13 Orang Tewas di Pabrik Smelter Morowali Akibat Buruknya Pengawasan Pemerintah

Petaka Berulang Pabrik Smelter Nikel

13 Orang Tewas di Pabrik Smelter Morowali Akibat Buruknya Pengawasan Pemerintah

Sejarah akan mencatat, di era pemerintahan Jokowi, nyawa anak negeri menjadi tidak berarti demi ambisi proyek strategis nasional.

KECELAKAAN berulang di proyek penghiliran nikel yang sudah menghilangkan nyawa puluhan pekerja merupakan buah dari kelalaian pemerintah. Presiden Joko Widodo dan para menterinya memilih sibuk mengkampanyekan keberhasilan program penghiliran serta melupakan maut yang mengancam para pekerja di sektor tersebut.

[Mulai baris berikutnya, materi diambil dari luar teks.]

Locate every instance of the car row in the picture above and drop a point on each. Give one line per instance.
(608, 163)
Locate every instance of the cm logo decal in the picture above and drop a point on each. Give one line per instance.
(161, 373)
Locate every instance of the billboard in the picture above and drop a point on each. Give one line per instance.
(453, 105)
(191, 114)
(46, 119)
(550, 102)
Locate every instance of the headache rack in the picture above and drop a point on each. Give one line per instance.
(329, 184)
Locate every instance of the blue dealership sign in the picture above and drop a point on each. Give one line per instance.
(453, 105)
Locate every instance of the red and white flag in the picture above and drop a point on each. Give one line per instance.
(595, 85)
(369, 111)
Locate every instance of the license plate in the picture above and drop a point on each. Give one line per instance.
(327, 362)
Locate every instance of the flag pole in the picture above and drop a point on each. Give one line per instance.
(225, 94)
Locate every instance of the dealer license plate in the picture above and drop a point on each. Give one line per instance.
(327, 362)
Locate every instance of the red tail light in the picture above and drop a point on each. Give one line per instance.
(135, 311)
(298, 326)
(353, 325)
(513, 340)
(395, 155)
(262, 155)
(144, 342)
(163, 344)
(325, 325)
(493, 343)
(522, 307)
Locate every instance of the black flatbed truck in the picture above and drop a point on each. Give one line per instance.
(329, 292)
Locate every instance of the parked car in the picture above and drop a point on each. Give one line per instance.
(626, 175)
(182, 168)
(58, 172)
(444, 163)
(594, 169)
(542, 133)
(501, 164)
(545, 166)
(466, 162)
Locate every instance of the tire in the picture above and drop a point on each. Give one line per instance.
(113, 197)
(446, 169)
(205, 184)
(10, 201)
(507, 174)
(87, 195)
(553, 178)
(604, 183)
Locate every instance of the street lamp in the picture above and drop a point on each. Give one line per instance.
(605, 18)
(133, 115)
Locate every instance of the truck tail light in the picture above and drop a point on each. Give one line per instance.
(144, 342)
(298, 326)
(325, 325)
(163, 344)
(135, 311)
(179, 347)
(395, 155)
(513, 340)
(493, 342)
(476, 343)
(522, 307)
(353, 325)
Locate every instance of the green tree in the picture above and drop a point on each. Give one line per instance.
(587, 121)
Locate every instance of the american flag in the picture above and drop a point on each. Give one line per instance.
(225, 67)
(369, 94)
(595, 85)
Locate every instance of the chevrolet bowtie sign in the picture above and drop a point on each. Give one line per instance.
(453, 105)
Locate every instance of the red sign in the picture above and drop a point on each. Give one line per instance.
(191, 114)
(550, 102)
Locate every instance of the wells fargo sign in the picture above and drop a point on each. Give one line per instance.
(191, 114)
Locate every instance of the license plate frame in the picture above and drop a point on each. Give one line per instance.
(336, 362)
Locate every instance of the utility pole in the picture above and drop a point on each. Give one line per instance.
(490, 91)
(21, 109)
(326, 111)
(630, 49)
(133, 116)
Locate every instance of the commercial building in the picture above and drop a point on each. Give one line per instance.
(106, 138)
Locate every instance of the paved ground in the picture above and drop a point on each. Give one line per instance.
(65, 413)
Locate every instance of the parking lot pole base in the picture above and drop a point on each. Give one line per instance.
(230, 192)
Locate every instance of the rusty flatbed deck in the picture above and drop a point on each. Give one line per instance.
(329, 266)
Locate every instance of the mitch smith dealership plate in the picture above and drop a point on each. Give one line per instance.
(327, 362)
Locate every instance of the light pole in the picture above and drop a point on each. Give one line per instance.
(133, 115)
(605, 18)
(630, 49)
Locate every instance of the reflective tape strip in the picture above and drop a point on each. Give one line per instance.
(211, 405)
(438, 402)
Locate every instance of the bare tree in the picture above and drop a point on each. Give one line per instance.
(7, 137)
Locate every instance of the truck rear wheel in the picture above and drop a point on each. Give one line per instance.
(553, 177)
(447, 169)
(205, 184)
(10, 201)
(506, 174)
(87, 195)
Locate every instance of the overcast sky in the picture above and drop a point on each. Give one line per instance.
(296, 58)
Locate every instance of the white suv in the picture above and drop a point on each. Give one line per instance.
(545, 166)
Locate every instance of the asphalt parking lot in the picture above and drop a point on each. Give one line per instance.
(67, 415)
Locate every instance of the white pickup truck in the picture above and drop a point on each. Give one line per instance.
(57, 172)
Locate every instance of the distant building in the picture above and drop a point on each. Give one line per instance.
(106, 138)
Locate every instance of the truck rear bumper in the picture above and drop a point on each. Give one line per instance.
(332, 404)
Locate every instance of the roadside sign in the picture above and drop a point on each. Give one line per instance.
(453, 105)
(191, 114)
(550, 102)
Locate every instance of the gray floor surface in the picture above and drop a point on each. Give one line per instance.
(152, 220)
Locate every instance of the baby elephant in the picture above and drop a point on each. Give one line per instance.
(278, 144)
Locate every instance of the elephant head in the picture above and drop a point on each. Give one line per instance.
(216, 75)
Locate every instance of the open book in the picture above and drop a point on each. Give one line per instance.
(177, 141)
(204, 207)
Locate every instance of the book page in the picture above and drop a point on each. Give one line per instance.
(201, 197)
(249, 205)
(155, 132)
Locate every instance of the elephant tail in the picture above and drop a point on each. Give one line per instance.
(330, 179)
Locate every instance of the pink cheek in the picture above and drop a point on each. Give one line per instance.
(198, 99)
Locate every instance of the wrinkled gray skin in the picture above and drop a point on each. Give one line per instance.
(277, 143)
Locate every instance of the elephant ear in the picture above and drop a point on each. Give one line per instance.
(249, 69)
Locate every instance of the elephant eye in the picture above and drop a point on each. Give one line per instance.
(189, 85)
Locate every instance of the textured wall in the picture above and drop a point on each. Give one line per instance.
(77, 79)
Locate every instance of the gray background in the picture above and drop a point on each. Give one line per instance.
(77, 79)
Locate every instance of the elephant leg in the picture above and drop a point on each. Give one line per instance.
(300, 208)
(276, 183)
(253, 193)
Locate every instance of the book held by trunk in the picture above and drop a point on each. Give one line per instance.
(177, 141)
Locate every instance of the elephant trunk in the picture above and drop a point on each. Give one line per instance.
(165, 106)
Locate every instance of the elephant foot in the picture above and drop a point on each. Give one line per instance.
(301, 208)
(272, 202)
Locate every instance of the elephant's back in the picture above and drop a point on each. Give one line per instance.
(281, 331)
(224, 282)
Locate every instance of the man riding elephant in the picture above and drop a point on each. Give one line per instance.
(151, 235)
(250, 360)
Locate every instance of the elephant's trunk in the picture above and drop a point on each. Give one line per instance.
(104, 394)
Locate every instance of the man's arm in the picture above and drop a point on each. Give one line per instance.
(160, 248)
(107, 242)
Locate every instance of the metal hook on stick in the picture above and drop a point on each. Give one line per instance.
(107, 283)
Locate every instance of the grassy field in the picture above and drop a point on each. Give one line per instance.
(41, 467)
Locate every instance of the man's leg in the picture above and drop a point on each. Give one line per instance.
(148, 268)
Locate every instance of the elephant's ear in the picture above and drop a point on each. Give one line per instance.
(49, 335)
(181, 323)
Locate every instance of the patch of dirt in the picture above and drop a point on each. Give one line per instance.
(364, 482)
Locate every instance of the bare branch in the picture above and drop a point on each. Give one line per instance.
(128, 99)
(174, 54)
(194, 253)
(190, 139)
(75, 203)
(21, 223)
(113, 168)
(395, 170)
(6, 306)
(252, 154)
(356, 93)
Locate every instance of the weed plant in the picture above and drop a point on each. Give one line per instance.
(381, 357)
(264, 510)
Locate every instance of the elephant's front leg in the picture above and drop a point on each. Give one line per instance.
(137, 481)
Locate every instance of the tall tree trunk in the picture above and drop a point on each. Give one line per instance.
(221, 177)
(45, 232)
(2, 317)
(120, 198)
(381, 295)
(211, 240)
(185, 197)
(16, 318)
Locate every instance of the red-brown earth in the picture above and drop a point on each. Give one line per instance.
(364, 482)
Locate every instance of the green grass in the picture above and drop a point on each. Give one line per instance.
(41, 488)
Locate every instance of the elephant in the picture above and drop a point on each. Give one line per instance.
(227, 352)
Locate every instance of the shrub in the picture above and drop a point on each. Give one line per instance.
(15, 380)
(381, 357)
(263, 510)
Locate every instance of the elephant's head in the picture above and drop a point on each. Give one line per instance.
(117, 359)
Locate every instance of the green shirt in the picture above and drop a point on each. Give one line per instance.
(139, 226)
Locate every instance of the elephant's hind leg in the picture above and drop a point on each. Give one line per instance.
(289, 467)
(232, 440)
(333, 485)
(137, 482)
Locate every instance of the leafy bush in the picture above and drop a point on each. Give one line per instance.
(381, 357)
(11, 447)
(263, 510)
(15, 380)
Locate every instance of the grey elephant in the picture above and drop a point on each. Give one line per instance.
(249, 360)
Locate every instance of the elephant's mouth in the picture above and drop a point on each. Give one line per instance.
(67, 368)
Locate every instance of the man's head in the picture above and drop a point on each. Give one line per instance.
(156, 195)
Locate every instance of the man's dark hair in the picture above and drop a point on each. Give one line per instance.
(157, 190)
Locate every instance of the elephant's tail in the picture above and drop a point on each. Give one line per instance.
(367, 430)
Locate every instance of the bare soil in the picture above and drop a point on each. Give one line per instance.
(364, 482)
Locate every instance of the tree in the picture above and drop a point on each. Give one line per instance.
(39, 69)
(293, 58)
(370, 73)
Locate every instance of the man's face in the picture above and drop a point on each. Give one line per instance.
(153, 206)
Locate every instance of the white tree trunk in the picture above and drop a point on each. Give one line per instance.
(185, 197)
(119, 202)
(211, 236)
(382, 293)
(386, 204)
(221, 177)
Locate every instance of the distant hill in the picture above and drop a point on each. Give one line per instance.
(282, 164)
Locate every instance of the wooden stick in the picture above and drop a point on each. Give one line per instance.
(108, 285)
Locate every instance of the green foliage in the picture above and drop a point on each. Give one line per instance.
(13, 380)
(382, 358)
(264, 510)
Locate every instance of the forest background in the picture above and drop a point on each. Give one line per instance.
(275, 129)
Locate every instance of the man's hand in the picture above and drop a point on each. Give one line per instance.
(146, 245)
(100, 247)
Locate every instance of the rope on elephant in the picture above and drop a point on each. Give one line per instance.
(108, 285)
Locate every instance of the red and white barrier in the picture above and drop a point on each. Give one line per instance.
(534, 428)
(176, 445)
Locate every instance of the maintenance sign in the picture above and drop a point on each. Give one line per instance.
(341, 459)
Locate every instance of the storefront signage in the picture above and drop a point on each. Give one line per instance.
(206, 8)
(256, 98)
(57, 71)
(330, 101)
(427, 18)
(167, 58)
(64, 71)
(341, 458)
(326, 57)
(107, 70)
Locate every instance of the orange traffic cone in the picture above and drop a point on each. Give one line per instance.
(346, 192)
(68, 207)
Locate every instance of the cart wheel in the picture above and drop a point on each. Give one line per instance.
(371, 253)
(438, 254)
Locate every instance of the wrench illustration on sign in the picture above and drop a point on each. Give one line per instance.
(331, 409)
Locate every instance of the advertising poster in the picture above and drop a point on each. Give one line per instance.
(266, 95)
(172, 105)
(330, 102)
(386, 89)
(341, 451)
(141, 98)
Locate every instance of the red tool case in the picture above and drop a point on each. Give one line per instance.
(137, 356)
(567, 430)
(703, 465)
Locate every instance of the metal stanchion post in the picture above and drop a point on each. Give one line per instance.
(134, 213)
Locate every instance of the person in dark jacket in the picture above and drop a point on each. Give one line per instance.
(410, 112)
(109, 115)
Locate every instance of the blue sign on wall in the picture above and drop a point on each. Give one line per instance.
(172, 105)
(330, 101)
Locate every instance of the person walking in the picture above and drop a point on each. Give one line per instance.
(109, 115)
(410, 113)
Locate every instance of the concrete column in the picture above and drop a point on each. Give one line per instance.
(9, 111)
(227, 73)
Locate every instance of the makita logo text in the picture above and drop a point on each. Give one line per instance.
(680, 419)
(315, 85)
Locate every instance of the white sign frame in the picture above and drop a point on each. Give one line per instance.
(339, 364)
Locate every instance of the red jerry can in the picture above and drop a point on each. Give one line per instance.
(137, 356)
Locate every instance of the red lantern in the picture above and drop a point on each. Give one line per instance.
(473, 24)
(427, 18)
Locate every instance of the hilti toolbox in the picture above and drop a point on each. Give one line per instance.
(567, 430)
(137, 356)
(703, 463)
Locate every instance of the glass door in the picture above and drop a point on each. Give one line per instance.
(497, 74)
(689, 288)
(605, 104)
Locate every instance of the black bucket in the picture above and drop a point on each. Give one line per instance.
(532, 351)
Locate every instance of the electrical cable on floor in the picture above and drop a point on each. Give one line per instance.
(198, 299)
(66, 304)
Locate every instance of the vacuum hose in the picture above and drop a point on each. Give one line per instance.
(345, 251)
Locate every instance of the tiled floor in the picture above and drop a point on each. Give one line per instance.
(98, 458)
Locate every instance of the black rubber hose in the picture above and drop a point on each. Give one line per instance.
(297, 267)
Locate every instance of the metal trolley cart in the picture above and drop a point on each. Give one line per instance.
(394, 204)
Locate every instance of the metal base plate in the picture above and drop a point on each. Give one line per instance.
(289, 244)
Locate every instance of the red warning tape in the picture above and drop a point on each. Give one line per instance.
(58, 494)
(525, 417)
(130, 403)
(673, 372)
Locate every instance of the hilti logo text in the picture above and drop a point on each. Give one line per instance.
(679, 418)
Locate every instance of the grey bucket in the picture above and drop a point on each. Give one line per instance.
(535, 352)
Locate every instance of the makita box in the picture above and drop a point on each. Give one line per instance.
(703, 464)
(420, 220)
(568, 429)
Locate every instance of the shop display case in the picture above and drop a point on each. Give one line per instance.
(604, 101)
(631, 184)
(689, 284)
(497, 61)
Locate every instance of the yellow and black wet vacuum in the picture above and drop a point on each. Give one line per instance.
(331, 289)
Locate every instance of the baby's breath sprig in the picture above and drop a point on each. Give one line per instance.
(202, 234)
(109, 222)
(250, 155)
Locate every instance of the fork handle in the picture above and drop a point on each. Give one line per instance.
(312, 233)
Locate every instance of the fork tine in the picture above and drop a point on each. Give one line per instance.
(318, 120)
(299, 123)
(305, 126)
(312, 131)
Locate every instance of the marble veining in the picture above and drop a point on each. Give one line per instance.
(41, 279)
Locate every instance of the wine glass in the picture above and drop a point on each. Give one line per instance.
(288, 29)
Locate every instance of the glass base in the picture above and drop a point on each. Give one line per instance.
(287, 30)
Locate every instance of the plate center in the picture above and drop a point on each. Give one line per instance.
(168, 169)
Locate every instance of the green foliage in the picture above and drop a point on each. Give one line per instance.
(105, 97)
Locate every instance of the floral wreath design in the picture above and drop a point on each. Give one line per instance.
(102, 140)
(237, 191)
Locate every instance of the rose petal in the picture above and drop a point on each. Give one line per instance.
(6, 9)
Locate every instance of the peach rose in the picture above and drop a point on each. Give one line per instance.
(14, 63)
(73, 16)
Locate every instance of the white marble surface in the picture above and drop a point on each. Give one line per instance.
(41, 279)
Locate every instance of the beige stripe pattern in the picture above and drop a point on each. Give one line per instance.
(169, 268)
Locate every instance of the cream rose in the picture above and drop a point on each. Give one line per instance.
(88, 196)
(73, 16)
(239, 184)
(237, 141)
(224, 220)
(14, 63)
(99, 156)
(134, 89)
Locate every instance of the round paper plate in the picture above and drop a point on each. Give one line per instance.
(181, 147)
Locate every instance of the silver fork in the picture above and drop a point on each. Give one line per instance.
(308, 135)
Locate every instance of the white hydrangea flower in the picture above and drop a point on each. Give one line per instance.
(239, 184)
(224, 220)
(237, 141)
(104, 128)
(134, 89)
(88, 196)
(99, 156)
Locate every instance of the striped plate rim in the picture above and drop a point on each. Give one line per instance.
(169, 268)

Tungku smelter feronikel nomor 41 milik PT Indonesia Tsingshan Stainless Steel di kawasan industri PT Indonesia Morowali Industrial Park (IMIP), Kabupaten Morowali, Sulawesi Tengah, meledak pada Ahad pagi, 24 Desember lalu. Sebanyak 59 pekerja menjadi korban dan 13 orang di antaranya meninggal.

Peristiwa kebakaran tangki di pabrik smelter ini bukan yang pertama kali terjadi. Tepat setahun lalu, kecelakaan serupa terjadi di kawasan industri nikel milik PT Gunbuster Nickel Industry. Dua pekerja tewas dalam peristiwa itu. Pada 27 April 2023, kecelakaan kerja juga terjadi di PT Indonesia Guang Ching Nickel & Stainless Industry. Pabrik ini pun berdiri di kawasan PT IMIP. Dua pekerja tewas dalam peristiwa tersebut.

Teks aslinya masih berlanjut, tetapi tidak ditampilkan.